Learning to do Nothing

People often ask farmers, “what do you do in the winter?” If you don’t have livestock, winter is a slow time. It’s a time to catch up on repairs, make plans for the next growing season, sell grain, and to learn new things. Winter is the time for classes and meetings and conferences.

One of my favorite learning events is the National No-Till Conference. It’s a 4 day event hosted by No-Till Farmer magazine. They move it each year, generally in the Eastern Corn Belt one year, locations like Cincinnati or Indianapolis, and in the Western Corn Belt the next, places like St. Louis or Des Moines. This year’s conference was held in Cincinnati on January 14th to 17th. It drew nearly 1000 participants from all over the United States and internationally.

As its name implies, the National No-Till Conference is about no-tilling, the practice of planting directly into the crop residue of last year’s crop. This helps prevent soil erosion from wind and water since the soil is always covered with a layer of mulch. That layer of mulch also feeds animals that live in the soil, from the invisible microbes to the macrofauna such as earthworms.

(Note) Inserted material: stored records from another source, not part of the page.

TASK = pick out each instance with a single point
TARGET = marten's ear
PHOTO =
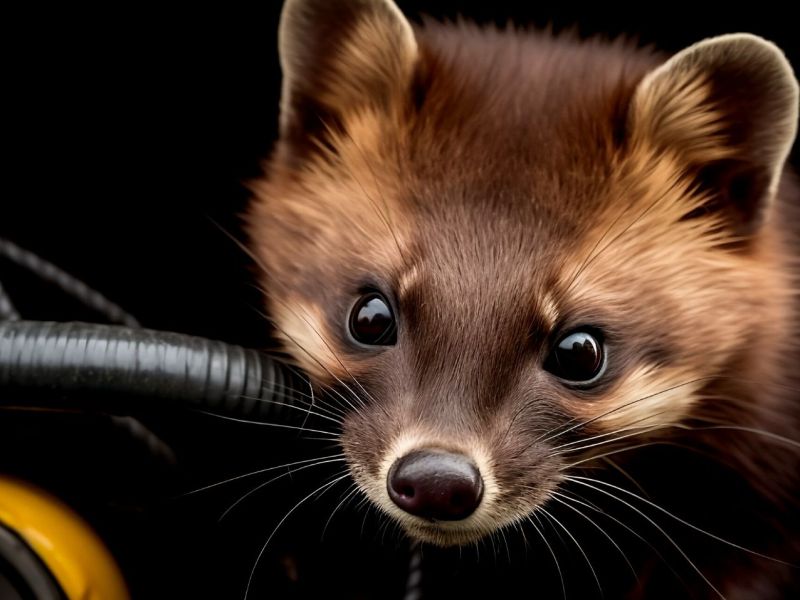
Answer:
(727, 107)
(339, 56)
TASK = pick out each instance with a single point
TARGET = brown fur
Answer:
(502, 187)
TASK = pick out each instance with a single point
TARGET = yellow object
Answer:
(73, 553)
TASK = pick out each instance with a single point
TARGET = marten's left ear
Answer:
(340, 56)
(726, 107)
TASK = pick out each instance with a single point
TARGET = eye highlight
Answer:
(578, 357)
(372, 321)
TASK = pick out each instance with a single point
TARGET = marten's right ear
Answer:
(727, 107)
(339, 56)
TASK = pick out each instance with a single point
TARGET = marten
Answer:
(544, 276)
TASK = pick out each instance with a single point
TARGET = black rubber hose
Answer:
(69, 365)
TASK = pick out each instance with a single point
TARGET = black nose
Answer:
(433, 484)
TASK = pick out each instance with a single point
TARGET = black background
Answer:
(128, 133)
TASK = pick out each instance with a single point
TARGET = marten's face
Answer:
(504, 254)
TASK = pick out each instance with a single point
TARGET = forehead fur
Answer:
(510, 167)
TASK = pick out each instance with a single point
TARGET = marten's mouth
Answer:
(443, 534)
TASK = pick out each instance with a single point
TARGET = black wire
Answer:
(70, 284)
(7, 310)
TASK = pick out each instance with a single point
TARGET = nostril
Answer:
(434, 484)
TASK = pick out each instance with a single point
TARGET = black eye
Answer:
(577, 357)
(372, 321)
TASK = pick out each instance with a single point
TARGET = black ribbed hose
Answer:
(72, 365)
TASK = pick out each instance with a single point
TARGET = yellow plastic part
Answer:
(76, 557)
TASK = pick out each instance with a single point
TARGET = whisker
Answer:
(332, 436)
(346, 496)
(252, 473)
(552, 435)
(261, 486)
(654, 524)
(308, 411)
(629, 529)
(684, 522)
(324, 487)
(754, 430)
(558, 497)
(572, 537)
(552, 553)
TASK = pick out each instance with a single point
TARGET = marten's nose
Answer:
(434, 484)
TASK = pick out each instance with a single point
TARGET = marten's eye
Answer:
(578, 357)
(372, 321)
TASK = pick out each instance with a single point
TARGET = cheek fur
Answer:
(302, 329)
(649, 397)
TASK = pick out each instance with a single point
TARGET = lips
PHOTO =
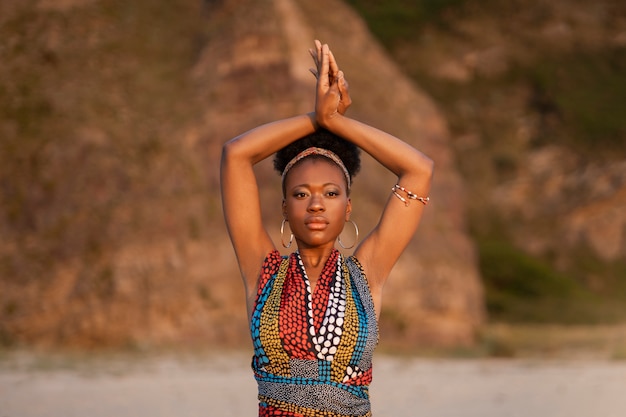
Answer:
(316, 223)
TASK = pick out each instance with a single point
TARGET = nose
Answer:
(316, 203)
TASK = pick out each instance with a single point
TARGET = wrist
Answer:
(313, 118)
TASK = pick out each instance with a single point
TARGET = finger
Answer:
(323, 69)
(334, 68)
(342, 83)
(318, 53)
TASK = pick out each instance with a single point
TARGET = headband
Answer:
(317, 151)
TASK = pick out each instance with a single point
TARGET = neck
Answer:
(314, 257)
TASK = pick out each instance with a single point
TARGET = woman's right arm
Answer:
(240, 193)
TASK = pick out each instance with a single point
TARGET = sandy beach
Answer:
(222, 385)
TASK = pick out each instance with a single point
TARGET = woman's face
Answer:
(316, 202)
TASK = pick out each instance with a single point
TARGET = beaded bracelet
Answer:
(409, 194)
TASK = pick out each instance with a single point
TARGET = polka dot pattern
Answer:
(313, 350)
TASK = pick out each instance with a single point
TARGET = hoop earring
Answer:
(356, 238)
(282, 240)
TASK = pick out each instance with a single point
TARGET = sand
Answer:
(222, 385)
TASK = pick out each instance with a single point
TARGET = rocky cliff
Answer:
(113, 115)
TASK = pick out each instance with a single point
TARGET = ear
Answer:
(348, 209)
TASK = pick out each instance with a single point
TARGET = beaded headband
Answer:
(317, 151)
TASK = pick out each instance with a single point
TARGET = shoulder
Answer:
(270, 267)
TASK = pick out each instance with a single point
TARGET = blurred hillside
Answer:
(112, 117)
(534, 94)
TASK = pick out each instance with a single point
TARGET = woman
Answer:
(313, 314)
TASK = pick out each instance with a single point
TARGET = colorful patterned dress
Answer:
(313, 351)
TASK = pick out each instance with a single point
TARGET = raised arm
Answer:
(379, 251)
(240, 193)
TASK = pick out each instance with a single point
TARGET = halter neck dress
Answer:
(313, 350)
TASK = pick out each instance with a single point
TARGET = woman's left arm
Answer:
(380, 250)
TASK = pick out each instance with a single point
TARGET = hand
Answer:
(335, 76)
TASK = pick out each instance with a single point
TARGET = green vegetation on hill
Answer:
(574, 95)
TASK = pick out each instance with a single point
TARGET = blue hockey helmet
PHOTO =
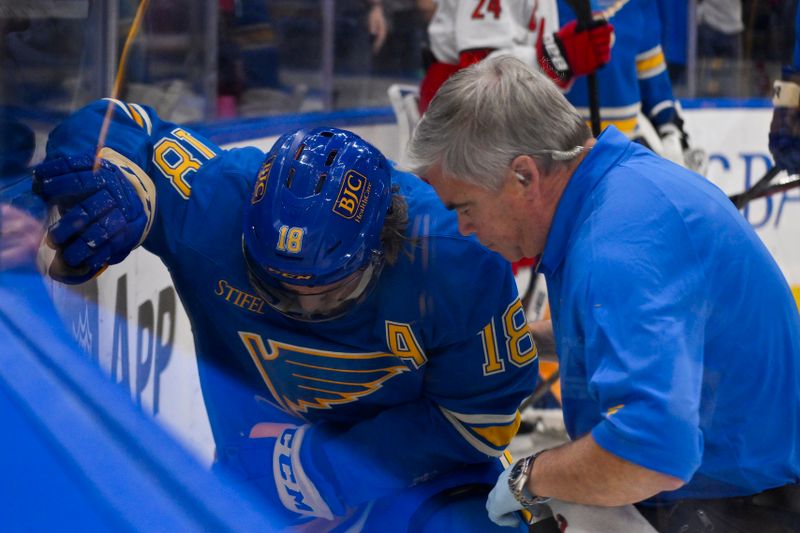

Earthworms have been one of the big topics at the conference in the last few years. Earthworms aren’t just fish bait, they are also incredibly beneficial to your soil. Their tunnels provide pathways for water and air to move through the soil. Earthworms eat the residue left from last year’s crop and their castings (i.e., their manure) is rich in organic matter. It’s ideal for plant growth and plant roots will follow the nutrient-rich earthworm burrows deep into the soil.

In this picture you can see where the earthworms have dragged wheat straw to a burrow. They’ve nearly completely cleared the wheat straw from the area around their burrow. What looks like small bits of soil is actually the castings they’ve behind. The hole that they’ve dragged the wheat straw into is a void left by a plant root. The earthworms love these voids as an easy route to the surface. You can dig into these voids and find an earthworm in nearly every one.

Earthworms do all that for us, they loosen and enrich the soil, they turn last year’s crop residue into fertilizer, and they do it for free. We don’t have to do a thing, it doesn’t cost us a dime. All we do is provide them with the habitat they need, which is soil that is not tilled. The soil is alive with creatures big and small and the single best thing you can do for that soil life is to leave the soil undisturbed. Sometimes you have to learn to do nothing.

This is why the National No-Till Conference is a ‘must-attend’ event for me. I hear ideas from a wildly diverse group of speakers, and come back to the farm with ideas, like to do nothing and let the earthworms to work for me, that I’d never come across if I didn’t leave my own backyard.

There’s always something new to learn, and winter is the ideal time for it.